Good point, daveS, but new stuff is turning up every day now. Dr.Sebastiano probably does not know that the sequence turns up only in primates. Many life forms are still being discovered, let alone mapped. At least we will know something, either way.
News:
This is extremely good. It is a very definite support to my model that retrotransposons are a modeling tool of biological design.
Here, the role of a specific lincRNA, HPAT5, of retrotransposon origin, is clearly shown and analyzed, and it acts as a regulatory element in a very complex epigenetic network, including miRNAs.

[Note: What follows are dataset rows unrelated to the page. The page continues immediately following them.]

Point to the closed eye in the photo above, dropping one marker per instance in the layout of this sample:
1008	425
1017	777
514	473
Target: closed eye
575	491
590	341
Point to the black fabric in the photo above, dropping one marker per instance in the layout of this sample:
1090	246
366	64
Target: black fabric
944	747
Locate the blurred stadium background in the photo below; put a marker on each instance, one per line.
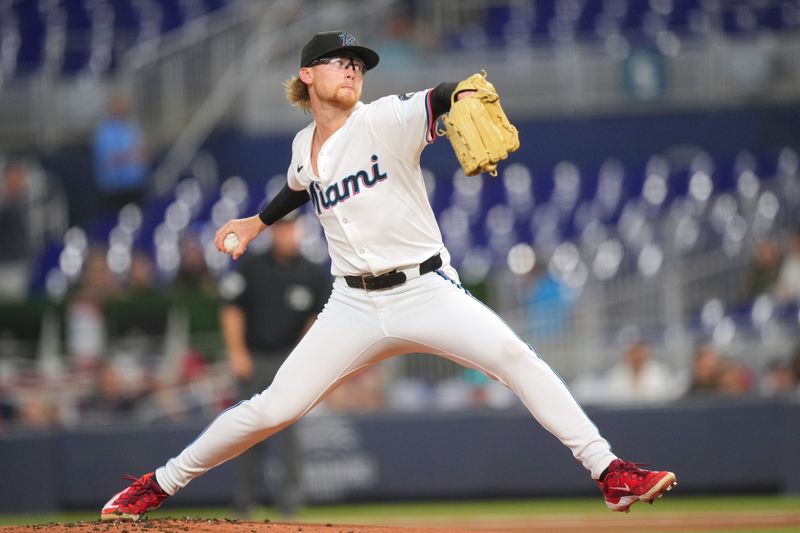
(645, 240)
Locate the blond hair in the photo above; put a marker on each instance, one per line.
(297, 93)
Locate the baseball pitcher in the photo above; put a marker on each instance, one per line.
(358, 165)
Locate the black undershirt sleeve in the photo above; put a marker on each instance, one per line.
(440, 98)
(286, 201)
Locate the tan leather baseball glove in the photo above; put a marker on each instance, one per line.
(478, 128)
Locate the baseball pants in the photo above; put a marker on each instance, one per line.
(356, 329)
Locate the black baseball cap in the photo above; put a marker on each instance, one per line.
(331, 43)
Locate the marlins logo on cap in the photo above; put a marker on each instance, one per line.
(331, 43)
(347, 39)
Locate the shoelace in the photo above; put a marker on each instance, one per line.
(140, 491)
(628, 466)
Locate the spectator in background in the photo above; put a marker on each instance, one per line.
(796, 365)
(120, 157)
(270, 301)
(111, 400)
(85, 320)
(706, 371)
(788, 285)
(194, 291)
(779, 379)
(763, 271)
(549, 304)
(735, 379)
(15, 245)
(640, 378)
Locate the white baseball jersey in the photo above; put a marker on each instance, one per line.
(370, 195)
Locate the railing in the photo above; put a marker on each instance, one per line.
(169, 83)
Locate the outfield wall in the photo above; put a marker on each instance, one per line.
(713, 447)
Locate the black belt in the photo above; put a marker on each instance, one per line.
(395, 277)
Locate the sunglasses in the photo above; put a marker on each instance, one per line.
(342, 63)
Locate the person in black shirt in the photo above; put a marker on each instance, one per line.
(270, 300)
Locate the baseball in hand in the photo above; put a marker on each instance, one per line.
(230, 243)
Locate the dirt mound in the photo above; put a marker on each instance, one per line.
(203, 525)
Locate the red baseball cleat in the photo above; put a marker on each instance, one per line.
(625, 484)
(142, 496)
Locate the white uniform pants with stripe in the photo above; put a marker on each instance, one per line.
(429, 314)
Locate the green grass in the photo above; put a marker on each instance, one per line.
(461, 510)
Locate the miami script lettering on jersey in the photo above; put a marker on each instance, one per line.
(346, 187)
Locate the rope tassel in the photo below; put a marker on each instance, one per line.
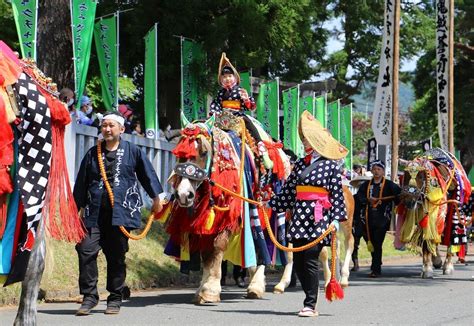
(334, 290)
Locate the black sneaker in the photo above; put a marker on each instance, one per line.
(88, 303)
(113, 308)
(240, 282)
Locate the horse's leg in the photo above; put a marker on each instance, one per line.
(286, 277)
(26, 314)
(210, 288)
(349, 245)
(427, 270)
(448, 266)
(437, 261)
(348, 237)
(324, 259)
(256, 287)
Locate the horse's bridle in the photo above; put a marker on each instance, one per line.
(191, 171)
(194, 172)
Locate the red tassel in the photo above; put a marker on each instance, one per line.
(424, 222)
(186, 147)
(334, 290)
(63, 221)
(278, 167)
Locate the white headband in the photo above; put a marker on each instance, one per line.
(115, 117)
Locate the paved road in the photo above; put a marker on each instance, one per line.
(400, 297)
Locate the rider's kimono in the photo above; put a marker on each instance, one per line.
(230, 99)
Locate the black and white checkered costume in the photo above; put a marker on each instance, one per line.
(34, 156)
(325, 174)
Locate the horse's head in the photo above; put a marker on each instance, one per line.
(414, 183)
(194, 153)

Just a simple clue: when we find “co-opted” in a darwinist fairy tale, we can safely read: “designed”.
News: Question: What were fertilised human eggs doing, to grow into embryos, before HERV-H was available? Or are we to assume it always was available, for all humans?
It’s not untypical to network evolution for something that once played a minor role to then become essential.
@4
The usual unsubstantiated balderdash from Zach.
Unguided Darwinian evolution cannot even explain the origin of a single gene/protein by unguided material processes, much less how a sequence becomes ‘essential’ so early in embryonic development.
Virolution
“The most important evolutionary book since Dawkins’ Selfish Gene.”
This sort of supports my pet theory that the Designer used viruses as tools for genetic engineering and maintenance. And that viral diseases are rogue viruses that used to have important maintenance functions but their rna degraded and they could no longer fulfill their designed purpose.
gpuccio,
I see that you already have a more sophisticated version of my idea.
Collin:
Glad that I am not alone!
We are already a group, although very small… 🙂
Only primates have ERV’s? Don’t other animals get viral infections?
From the paper:
“Recent studies have catalogued more than 10.000 lincRNAs in the human genome, and have found that TEs are present in more than two-thirds of mature linc RNA transcripts, thus contributing to lineage specific diversification of vertebrate lincRNA repertories.”
More than two-thirds!
From the paper:
Emphasis mine.
Glossary:
complex regulatory mechanisms = tons of functional complexity
“recycled” = designed
introduced and modified = shaped by a design process
to confer = the purpose of the designer
aarceng:
HERV = Human Endogenous Retro Virus
Check out the Baranome Hypothesis and the VIGE-first hypothesis:
http://creation.com/images/pdf.....05-112.pdf
Peer:
Thank you for the link. Interesting.
From an ID point of view, the important thing is that transposable elements act as design tools. That’s the point. It is certainly interesting to understand if they start as viruses or as integrated components of the genome. But the crucial point is: they are tools for guided variation.
The important point is: functional information in the genome arises in the course of natural history as a result of conscious design.
If the methodology of implementation is guided variation, as it seems ever more likely, then it is also likely that the variation we are discussing is not so much apparently random but guided mutation in the course of replication, as in the traditional neo darwinian idea, but rather apparently random but guided activity of transposons. That’s a big difference, indeed!